We have recently converted some old buildings at the bottom of our garden into an office space.

It's v nice - all insulated, has electric, water and double glazed windows, doors etc.

However it is cold. DH has to set the heater to come on an hour before he goes to 'work'.

We have put a sofa bed down there - in case the DSs (older teens) want to use it as a hang out, have friends over. So far no one has wanted to sleep down there ;) (there isn't a toilet, so would have to come into the house for that).

Is there no way to add on to the back of the house ? Conservatory, summer room? That way there will be an extra living room so all could spread out some how?

Artandco · 07/01/2015 08:29

9 and 14 year olds. Of course they can share. Tell them once they earn enough money to rent own flat they can have own bedroom.

Build a space at bottom of garden as playroom/ den so they can use when friends over etc as private space

LineRunner · 07/01/2015 08:37

DP and his mate have just built one of these from scratch - an insulated three bedroom cabin in the mate's garden. The total cost of materials came in at well under two grand.

LineRunner · 07/01/2015 08:38

I think the issue about building it directly onto the house, or free standing, is the necessary ground preparation works. Free standing is so much easier.

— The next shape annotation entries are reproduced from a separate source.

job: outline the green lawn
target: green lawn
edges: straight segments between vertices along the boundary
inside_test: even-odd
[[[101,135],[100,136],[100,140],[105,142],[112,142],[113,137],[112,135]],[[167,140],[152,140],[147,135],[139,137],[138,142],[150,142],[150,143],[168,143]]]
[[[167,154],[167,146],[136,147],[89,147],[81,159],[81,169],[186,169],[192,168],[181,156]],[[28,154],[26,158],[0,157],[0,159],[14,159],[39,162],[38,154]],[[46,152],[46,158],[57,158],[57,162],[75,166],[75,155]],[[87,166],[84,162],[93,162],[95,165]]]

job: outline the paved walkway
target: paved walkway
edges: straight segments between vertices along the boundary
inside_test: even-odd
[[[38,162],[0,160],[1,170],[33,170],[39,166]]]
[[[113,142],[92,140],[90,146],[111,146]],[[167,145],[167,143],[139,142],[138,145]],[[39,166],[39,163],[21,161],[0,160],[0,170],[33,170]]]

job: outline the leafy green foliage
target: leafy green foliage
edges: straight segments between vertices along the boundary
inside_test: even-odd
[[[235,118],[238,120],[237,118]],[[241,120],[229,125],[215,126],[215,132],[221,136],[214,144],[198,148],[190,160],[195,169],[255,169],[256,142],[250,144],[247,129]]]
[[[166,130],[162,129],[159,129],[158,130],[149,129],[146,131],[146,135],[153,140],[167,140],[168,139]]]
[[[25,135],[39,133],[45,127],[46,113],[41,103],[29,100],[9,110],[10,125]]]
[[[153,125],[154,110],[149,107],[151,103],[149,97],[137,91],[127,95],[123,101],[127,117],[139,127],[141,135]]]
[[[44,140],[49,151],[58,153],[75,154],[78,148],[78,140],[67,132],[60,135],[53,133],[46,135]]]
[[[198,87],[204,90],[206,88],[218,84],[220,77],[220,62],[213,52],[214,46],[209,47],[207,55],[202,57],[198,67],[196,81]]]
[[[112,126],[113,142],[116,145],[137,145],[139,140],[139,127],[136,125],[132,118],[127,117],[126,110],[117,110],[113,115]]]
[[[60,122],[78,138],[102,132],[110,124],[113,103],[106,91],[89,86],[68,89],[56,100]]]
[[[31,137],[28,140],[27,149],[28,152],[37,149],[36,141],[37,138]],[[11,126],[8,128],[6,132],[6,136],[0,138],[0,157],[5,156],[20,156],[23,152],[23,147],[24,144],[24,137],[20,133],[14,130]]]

OddBoots · 07/01/2015 08:48

A bigger concern would probably the legalities and loss of money which would follow if anyone reported us

It may not just be money you would lose if you were reported for having a child sleep in an unsuitable place.

LineRunner · 07/01/2015 09:04

Even if you only use such a cabin for very occasional sleepovers, they need to be fire resistant and hooked up to smoke alarms btw.

wowfudge · 07/01/2015 09:36

I can envisage a posting in AIBU: 'Neighbours' daughter sleeping in garden shed; WIBU to report them to social services?'. Pretty snotty answer from the OP who did, after all, canvass opinion. Don't forget insurance OP - you might invalidate it if someone in sleeping in your garden room.

radiobedhead · 07/01/2015 09:40

The costs you might be asked to pay to demolish it (take down, removal, plus any court fees and fines) plus the amount spent purchasing may come to more than the loft extension.

LineRunner - you are definitely not allowed a three bed home in the garden without permission ! Two grand won't seem cheap once they pay costs and a fine when asked to tear it down.

LineRunner · 07/01/2015 09:48

radio Slight typo there! I meant three rooms. No-one's permanently living in it! It's more of a big tree house without the tree.

Mate is nevertheless making it as fire retardant as possible though, as undoubtedly it will be used as overspill accommodation during family visits at some point, and/or for garden parties and storage.

I just thought the relatively low cost if you can do it yourself is interesting.

RiverTam · 07/01/2015 09:49

you move or they learn to share, as children have done for years and years and years. It's against building regs anyway, so why even bother contemplating it?

Floggingmolly · 07/01/2015 09:53

You cannot put your daughter in a shed in the garden Hmm. Muddle along as best you can while you say for a loft conversion. Or move.
Why are you only starting to deal with this now??

Floggingmolly · 07/01/2015 09:53

save

Floggingmolly · 07/01/2015 09:58

Btw, 14 year old's won't necessarily "value their independence and space" by living in the garden outside the family home...
Why on earth didn't you see this coming when you had twins?